If you’ve ever been to a county or state fair, you have a passing acquaintance with this very high-end blender. A salesman, sweating beneath a gigawatt light bank, demonstrates for an enthralled audience of women and their apprehensive husbands the apparently endless tasks that this blender of blenders can perform. “Bushel of carrots? No problem.” Blurp! “Frozen beets?” Blurp! “Raw grains?” Blurp! “Grind your own flour?” Blurp! “Cook healthful soups without using your stove?” Blurp!

Well, I bought one. “Gulp!” I chose a reconditioned unit that I bought online from Vita-Mix. It cost me three-hundred and eighty dollars, including shipping, and it came with the same seven-year warranty as a new machine. Now I have at my fingertips two full horsepower to mangle whatever I choose (That’s more than my first go-kart had!), and a promise in writing to replace those ponies should they falter. And – so far – I get my Yummy Drink without fail.

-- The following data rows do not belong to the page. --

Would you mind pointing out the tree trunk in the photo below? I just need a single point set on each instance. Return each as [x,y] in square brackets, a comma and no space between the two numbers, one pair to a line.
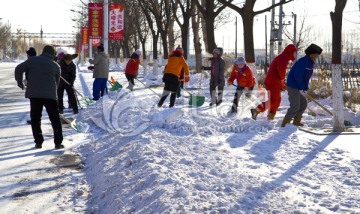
[144,61]
[184,37]
[203,27]
[338,103]
[210,36]
[197,44]
[171,35]
[248,23]
[155,55]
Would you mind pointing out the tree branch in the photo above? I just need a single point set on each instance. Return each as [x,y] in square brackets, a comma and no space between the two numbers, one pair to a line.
[272,6]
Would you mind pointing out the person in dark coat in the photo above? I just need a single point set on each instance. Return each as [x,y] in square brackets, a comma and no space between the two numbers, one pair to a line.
[101,72]
[43,80]
[132,67]
[217,80]
[298,84]
[68,72]
[30,53]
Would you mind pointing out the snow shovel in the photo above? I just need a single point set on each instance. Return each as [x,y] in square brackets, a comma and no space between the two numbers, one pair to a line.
[321,106]
[116,86]
[148,87]
[73,124]
[87,100]
[197,100]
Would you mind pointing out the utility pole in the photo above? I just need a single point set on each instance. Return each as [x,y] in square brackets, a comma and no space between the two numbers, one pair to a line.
[265,66]
[280,29]
[106,26]
[236,37]
[273,32]
[41,32]
[294,40]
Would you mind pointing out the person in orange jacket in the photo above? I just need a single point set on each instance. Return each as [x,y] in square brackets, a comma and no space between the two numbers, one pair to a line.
[132,67]
[176,62]
[244,78]
[275,82]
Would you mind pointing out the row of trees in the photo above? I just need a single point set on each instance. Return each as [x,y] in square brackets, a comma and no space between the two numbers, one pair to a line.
[158,17]
[14,45]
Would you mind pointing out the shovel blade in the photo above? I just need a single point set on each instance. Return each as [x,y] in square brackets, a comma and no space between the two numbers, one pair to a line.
[196,100]
[116,86]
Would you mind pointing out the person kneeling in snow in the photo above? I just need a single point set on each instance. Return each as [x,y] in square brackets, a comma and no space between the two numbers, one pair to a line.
[244,78]
[298,84]
[176,63]
[131,70]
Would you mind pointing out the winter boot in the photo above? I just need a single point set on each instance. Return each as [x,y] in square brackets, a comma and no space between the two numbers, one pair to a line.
[285,121]
[254,113]
[271,116]
[297,120]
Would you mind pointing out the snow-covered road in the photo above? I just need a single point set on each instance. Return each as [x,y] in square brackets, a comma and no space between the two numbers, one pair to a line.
[35,180]
[141,159]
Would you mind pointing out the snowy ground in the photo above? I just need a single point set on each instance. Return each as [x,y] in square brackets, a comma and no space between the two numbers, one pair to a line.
[137,158]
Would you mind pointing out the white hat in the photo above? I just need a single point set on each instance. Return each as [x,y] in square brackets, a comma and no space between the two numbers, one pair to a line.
[241,61]
[138,52]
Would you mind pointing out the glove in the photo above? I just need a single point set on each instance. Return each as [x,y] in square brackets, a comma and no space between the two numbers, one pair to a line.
[303,92]
[21,86]
[187,78]
[283,85]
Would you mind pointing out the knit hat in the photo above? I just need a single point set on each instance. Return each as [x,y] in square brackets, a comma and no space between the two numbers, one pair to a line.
[49,50]
[216,50]
[240,61]
[179,48]
[70,56]
[101,48]
[138,52]
[313,49]
[61,55]
[31,52]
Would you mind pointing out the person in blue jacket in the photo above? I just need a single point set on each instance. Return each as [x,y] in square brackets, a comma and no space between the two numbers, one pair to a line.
[298,83]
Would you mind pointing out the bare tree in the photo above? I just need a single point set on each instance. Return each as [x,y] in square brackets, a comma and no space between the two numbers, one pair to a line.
[195,22]
[338,103]
[209,9]
[185,7]
[303,36]
[144,5]
[5,35]
[161,11]
[246,11]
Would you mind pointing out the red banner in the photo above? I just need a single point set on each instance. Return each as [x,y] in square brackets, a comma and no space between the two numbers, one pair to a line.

Should you and your mate have a blender that’s up to the task and want your own Yummy Drink, combine one heaping scoop of protein powder, one heaping tablespoon of vitamin powder, four scoops of cold milled flax seed, two-thirds cup of aloe, two shots each of cherry and pomegranate concentrate, one peeled frozen banana, two cups of water, and two large handfuls of frozen strawberries, peaches, melons and blueberries, which we get in a single package at Costco. We also get the cold rolled flax seed at Costco. The rest comes from our local Vitamin Shoppe.

The strawberry has met King Kong. And finally, King Kong has won!